# Bilge Alarm?



## a (Oct 2, 2007)

Anyone ever installed an audio and visual bilge alarm?
Was wondering wtb, cost, and how much trouble to install???? thanks!


----------



## BananaTom (Feb 16, 2008)

http://www.thehulltruth.com/boating-forum/59085-high-water-bilge-alarm.html

Check the link above, this type is used while you are on the boat.


----------



## BananaTom (Feb 16, 2008)

*If you have a boat in the water all the time, i.e. wet slip, and want to be notified via your cell phone, there are applications for that as well as found here:*

http://www.theboatnanny.com/product.html


----------



## X-Shark (Oct 3, 2007)

You can buy a ready to go panel.

http://www.waterwitchinc.com/new/SiteElements/Pages/ProductPages/BA200product.html

http://www.jamestowndistributors.co...=11506&familyName=Rule+High+Water+Bilge+Alarm

I build my own with a Idiot light and a Piezo alarm.


----------



## reel slow (Oct 12, 2009)

I installed alarms two years ago on the fly bridge of my 34' Silverton.

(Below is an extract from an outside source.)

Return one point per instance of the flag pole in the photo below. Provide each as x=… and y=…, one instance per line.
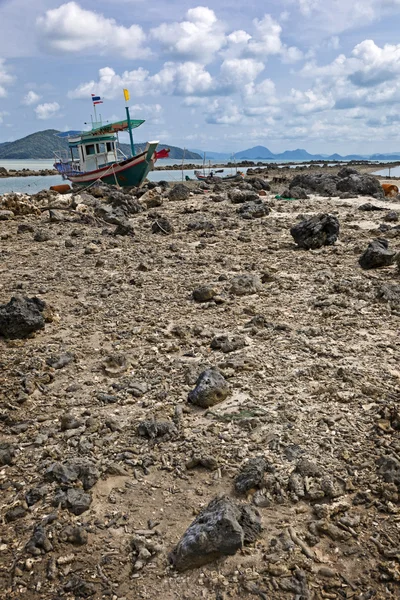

I think I bought the alarms from Sams bait and tackle in Orange Beach. The alarms cost around $55 or $60 then. The alarm came with 1 float switch. I purchased a second float switch so that I would have one float switch in the bow and one at the stern. Took 3 beers and 2 hours tops. Piece of cake not to mention piece of mind. Good luck


----------



## hogdogs (Apr 19, 2010)

Using a bilge pump float works fine. Motorcycle horn under the dash and you will hear it.

Brent


----------



## eddy2419 (Oct 28, 2007)

I used a Rule kit but any float switch and horn/light will work at mentioned.

http://www.jamestowndistributors.com/1/1/5479-pumps-rule-high-water-bilge-alarm.html


----------